2016'daki referandum sonrası göreve gelen ve 2017'deki seçimde Avam Kamarası'ndaki çoğunluğunu kaybeden dönemin başbakanı ve Muhafazakar Parti lideri Theresa May, Brexit Anlaşması'nı Parlamento'dan geçiremedi. May'in istifası sonrası Temmuz ayında parti lideri seçilen ve başbakan olan Boris Johnson da, AB'yle yeni bir anlaşmaya varmasına karşın, tıpkı May gibi anlaşmayı Parlamento'dan geçirmekte başarısız oldu.
Johnson erken seçimle Parlamento'da çoğunluğu elde etmek ve 31 Ocak'ta Brexit'i gerçekleştirmek istiyor. İşçi Partisi'nin lideri Jeremy Corbyn ise AB'yle 3 ay içinde "yumuşak Brexit" öngören yeni bir anlaşmaya varacağını, 6 ay içinde anlaşmayı referanduma sunacağını söylüyor. İkinci referandumdan "Hayır" sonucu çıkması halinde İngiltere AB'de kalacak.
Telif hakkıAFP
Image captionAB yanlılarının İngiltere Parlamentosu önünde dalgalandırdıkları bayraklar
İngiltere'de bugünkü seçimin sonucunun ülkede özellikle başta gelecek nesiller olmak üzere toplumun tüm kesimleri üzerinde önemli etkileri olacak. Bunun iki nedeni var. Birincisi Muhafazakar Parti'yle ana muhalefetteki İşçi Partisi'nin Brexit sürecine yönelik yaklaşımlarının çok farklı olması. İkincisiyse iki partinin, özellikle de Boris Johnson ve Jeremy Corbyn'nin liderliğinde, seçmene bambaşka sosyal ve ekonomik vizyonlar vadetmeleri.Ülkede dar bölge seçim sistemi uygulanıyor. Yani 650 seçim bölgesinde oy oranı ne olursa olsun en fazla oyu alan aday milletvekili seçiliyor. İngiltere'de siyaset son dönemde önemli ölçüde Brexit yanlıları ve karşıtları ekseninde şekilendiği için birçok seçim bölgesinde seçmenler Brexit tercihlerine göre "taktik oy" kullanabilir.
2016'daki referandumu Brexit yanlıları yaklaşık yüzde 52 oyla kazanmışlardı. Ancak seçmenler nezdinde Brexit'e destek verenlerin oranının yaşla doğru orantılı şekilde arttığı biliniyor.
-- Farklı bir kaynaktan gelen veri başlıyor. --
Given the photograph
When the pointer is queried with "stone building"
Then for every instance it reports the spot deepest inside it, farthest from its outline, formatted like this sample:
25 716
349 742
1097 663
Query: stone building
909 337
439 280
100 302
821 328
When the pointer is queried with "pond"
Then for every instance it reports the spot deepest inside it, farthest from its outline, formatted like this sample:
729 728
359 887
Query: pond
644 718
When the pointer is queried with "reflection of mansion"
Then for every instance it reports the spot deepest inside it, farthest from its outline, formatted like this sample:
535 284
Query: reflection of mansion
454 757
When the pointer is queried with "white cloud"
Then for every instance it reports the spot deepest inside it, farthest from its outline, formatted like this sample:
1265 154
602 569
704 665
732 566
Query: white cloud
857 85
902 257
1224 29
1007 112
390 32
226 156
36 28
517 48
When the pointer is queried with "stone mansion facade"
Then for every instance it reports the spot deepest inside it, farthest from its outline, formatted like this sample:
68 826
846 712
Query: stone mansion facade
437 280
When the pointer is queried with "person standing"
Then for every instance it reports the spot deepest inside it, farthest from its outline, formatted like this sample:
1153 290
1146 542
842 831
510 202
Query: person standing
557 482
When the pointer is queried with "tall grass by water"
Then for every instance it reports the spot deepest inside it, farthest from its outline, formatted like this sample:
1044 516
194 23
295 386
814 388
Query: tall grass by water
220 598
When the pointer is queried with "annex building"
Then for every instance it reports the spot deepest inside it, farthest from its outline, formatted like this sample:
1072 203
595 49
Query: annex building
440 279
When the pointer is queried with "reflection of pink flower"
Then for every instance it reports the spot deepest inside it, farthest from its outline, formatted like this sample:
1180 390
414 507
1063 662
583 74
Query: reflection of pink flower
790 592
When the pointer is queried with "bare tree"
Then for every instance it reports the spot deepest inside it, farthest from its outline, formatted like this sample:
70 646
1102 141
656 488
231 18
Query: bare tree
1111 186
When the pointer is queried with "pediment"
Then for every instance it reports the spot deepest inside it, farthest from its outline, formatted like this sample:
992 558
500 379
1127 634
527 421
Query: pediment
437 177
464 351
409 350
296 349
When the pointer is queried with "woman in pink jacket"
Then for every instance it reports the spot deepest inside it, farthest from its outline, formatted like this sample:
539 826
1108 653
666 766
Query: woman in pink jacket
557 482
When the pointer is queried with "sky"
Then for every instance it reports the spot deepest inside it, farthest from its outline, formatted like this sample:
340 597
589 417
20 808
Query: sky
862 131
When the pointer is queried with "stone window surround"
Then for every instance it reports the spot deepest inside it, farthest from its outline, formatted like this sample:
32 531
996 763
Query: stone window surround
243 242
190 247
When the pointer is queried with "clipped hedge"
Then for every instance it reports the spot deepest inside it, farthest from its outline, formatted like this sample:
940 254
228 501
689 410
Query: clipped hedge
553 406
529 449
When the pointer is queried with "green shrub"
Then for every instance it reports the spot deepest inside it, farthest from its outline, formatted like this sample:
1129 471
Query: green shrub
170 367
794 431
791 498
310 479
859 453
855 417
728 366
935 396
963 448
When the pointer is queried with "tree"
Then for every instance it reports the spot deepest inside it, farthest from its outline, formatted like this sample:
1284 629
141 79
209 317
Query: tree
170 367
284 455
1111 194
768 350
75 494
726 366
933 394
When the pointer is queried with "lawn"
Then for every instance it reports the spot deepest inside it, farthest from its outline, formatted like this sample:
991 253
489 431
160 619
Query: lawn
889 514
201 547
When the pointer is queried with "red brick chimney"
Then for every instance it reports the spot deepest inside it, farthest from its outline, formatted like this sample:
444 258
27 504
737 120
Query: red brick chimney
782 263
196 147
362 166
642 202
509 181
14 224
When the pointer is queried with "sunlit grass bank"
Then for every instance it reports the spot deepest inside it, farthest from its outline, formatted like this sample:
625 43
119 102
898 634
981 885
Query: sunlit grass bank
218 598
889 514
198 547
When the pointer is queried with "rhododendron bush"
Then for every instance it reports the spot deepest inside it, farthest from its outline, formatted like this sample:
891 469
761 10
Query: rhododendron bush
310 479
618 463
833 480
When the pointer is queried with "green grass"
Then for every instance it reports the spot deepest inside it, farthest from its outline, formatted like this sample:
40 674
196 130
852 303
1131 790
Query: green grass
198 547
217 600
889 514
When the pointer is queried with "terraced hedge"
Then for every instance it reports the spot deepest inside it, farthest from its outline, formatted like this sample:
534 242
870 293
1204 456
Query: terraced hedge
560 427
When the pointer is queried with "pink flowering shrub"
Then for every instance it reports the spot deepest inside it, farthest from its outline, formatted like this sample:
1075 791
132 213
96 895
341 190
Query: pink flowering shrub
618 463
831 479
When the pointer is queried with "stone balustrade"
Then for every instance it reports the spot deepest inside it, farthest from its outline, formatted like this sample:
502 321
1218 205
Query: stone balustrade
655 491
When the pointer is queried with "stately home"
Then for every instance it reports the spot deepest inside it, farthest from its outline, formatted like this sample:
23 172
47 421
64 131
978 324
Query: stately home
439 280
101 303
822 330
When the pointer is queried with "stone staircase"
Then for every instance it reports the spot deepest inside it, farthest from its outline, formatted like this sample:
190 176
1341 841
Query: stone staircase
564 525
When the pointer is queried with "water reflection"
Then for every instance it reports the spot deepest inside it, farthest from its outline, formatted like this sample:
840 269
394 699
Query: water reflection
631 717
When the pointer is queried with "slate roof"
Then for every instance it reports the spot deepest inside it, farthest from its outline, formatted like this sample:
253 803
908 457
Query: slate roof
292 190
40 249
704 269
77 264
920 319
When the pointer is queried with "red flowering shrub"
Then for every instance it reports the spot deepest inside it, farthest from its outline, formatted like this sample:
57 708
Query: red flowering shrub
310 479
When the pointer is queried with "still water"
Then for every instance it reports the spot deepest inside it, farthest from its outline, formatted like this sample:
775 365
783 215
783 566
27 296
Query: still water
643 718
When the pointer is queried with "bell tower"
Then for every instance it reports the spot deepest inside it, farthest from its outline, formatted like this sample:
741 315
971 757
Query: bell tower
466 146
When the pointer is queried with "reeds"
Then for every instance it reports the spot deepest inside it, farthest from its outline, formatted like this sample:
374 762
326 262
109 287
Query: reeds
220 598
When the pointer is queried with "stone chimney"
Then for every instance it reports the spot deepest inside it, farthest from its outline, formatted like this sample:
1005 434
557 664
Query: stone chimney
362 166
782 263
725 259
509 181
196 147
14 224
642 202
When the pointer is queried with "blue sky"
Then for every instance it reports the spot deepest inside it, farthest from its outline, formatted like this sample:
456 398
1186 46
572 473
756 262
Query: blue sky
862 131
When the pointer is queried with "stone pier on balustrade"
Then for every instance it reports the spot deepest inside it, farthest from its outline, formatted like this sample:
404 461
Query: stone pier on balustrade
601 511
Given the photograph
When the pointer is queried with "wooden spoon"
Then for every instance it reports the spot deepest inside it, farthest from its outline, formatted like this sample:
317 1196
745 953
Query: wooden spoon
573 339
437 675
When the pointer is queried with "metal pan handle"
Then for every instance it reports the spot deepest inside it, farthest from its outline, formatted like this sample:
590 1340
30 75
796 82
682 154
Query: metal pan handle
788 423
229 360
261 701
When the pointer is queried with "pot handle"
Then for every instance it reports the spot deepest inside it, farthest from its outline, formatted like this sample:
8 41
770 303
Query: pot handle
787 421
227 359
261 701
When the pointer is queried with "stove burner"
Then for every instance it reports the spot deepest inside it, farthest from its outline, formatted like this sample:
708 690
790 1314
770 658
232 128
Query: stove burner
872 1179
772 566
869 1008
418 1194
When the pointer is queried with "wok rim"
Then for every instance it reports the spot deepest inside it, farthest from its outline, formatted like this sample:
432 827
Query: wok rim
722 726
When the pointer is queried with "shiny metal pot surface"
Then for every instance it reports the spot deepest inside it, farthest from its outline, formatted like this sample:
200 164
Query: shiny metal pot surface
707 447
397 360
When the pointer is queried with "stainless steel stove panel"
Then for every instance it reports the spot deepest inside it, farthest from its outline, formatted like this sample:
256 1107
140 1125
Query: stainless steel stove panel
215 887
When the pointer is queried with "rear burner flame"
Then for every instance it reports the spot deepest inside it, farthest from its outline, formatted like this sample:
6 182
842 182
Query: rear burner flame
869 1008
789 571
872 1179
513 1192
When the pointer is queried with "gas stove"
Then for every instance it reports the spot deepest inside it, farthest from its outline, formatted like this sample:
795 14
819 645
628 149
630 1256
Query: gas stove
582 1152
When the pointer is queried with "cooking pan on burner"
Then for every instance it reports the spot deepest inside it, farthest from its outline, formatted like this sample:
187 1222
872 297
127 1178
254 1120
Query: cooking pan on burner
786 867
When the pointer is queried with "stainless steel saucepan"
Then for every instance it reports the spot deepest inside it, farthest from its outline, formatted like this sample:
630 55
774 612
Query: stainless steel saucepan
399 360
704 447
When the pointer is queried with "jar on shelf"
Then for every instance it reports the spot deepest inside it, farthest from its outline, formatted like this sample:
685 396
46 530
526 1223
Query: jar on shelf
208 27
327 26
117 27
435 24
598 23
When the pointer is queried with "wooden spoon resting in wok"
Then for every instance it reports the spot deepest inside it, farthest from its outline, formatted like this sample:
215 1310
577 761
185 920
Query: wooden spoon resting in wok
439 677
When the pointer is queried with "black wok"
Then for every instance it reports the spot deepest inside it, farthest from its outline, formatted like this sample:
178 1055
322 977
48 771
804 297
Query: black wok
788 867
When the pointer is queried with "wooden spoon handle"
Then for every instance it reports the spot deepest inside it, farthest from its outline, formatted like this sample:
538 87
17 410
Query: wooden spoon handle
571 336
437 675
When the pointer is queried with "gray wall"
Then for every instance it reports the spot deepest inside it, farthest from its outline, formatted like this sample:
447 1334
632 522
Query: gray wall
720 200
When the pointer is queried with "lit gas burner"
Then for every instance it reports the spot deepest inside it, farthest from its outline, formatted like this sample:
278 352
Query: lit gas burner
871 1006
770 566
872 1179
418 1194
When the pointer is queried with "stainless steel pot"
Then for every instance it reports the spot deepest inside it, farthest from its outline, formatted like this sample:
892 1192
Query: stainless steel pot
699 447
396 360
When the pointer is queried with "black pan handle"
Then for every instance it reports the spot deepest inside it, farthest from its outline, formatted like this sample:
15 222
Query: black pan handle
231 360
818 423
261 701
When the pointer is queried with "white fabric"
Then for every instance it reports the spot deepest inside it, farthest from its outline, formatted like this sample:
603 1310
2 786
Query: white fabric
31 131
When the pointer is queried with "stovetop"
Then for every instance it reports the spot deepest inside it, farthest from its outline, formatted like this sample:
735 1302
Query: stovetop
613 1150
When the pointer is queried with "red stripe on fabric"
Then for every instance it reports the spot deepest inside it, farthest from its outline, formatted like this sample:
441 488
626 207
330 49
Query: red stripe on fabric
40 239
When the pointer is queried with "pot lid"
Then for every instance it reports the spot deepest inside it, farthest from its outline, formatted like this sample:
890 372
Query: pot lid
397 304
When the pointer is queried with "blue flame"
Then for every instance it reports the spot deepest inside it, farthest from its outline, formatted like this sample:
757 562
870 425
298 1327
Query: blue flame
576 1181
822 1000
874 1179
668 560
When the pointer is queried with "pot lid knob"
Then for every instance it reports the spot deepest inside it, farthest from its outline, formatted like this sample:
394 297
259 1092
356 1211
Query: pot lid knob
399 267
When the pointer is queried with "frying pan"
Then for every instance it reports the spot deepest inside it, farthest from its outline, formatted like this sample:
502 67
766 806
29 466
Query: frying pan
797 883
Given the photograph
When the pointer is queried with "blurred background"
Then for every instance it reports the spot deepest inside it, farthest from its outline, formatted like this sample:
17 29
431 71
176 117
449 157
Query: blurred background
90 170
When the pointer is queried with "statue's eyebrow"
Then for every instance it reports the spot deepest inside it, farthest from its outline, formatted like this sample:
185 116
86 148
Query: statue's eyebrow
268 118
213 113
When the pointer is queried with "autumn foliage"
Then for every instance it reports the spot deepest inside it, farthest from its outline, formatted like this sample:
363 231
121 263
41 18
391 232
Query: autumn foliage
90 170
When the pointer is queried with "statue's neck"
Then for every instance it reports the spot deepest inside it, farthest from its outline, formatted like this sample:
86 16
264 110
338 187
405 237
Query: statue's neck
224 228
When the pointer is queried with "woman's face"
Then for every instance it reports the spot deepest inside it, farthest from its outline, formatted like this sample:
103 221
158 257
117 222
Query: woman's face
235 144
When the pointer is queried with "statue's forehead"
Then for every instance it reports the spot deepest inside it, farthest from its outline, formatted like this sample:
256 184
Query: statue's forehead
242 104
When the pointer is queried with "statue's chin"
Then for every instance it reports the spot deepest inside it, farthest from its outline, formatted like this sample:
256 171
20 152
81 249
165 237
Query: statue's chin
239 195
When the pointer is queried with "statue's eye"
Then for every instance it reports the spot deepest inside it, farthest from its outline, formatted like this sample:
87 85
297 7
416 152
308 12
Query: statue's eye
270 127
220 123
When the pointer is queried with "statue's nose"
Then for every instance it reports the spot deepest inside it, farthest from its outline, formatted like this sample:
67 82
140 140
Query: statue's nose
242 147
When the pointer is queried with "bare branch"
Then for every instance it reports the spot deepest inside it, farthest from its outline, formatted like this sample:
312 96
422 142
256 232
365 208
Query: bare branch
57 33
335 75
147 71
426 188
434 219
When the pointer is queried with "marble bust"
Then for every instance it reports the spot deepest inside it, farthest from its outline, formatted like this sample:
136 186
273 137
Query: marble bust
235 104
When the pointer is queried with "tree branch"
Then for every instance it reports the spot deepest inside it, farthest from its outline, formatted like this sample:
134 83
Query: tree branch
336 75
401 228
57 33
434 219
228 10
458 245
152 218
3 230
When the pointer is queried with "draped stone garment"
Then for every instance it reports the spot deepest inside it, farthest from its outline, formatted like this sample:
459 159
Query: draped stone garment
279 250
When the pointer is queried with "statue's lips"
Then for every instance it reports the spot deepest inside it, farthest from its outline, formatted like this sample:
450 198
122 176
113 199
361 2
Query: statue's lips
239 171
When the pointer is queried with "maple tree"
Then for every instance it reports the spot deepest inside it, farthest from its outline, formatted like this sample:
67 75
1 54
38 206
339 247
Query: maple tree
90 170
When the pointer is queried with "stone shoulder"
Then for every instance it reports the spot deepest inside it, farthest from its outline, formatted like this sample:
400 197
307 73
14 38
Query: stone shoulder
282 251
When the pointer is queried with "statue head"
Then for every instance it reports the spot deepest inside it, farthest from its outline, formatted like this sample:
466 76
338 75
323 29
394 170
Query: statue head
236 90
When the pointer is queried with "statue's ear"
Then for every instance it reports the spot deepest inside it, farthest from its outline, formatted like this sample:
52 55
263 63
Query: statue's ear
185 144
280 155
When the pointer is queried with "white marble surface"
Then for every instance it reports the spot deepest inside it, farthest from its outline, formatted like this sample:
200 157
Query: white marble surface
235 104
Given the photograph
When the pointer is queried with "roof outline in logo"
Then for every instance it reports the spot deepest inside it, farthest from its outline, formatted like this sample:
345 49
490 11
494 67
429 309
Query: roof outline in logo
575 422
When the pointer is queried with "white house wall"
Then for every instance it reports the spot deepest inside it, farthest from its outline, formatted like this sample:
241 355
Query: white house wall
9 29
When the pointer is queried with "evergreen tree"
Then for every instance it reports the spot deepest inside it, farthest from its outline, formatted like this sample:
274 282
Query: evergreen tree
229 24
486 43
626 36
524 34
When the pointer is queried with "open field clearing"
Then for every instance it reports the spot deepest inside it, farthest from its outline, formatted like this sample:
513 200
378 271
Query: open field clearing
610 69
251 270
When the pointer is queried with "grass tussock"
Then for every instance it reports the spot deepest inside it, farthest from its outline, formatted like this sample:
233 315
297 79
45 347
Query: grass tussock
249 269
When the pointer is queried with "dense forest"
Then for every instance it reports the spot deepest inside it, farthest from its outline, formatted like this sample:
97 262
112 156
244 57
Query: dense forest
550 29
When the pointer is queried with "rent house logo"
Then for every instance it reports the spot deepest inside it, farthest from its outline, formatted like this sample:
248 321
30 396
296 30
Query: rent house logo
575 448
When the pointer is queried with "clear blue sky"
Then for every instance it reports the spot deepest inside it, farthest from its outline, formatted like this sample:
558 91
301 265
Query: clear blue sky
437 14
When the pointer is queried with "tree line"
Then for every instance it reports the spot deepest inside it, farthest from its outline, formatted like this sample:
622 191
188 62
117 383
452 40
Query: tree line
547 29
Genç nesil Brexit'e büyük oranda karşı ve bugün ilk kez oy kullanacak yüz binlerce seçmen var. Kamuoyu araştırmalarının tüm bu faktörleri ne kadar doğru yansıttığı da şüpheli.
Savanta ComRes adlı kamuoyu şirketinin Daily Telegraph gazetesi için yaptığı son kamuoyu araştırmasında ise Muhafazakar Parti'yle İşçi Partisi arasındaki puan farkı 5'e düştü (Yüzde 41'e yüzde 36) ve bu Ekim ayı ortasından beri görülen en düşük fark.
TSİ 01:00'de BBC dahil tüm televizyonlar ortak sandık çıkış anketinin sonuçlarını duyuracak. Nihai tablonun ise sabaha karşı netleşmesi bekleniyor. Bu tarihi seçim öncesi İngiltere'nin önündeki senaryolar ise şöyle:
Muhafazakar Parti'nin tek başına iktidara gelmesi
Brexit Partisi lideri Nigel Farage, Muhafazakar Parti'nin 2017'de milletvekili çıkardığı 317 seçim bölgesinde aday göstermedi. Farage'ın bu adımı iktidar partisinin ülke genelinde oy oranını artırmasına yardımcı olacak.
Muhafazakar Parti'nin 650 üyeli Avam Kamarası'nda 2015'te 331 olan milletvekili sayısı 2017'de 317'ye, bu yıl ise Brexit Anlaşması'na karşı çıkan bazı milletvekillerinin ihracı sonrası 298'e indi. Parti iki yıldır ülkeyi azınlık hükümetiyle yönetiyor.
Hükümete dışardan destek veren Kuzey İrlanda'nın muhafazakar Demokratik Birlik Partisi (DUP) ise hem May'in hem de Johnson'ın Brexit Anlaşması'na onay vermemişti. DUP, Brexit sonrası Kuzey İrlanda'yı Birleşik Krallık'ın kalanından (İngiltere, İskoçya, Galler) ayıracak her tür gümrük düzenlemesine ve "İrlanda Denizi'nde sınır oluşturulmasına" (Kuzey İrlanda'ya komşu İrlanda Cumhuriyeti AB üyesi) karşı çıkıyor. Zira İrlanda adasındaki çatışmalara son veren 1998 tarihli Hayırlı Cuma (Good Friday) Anlaşması ile İrlanda Cumhuriyeti ve Kuzey İrlanda'nın ortak bir ekonomik pazarda yer alması sağlanmıştı.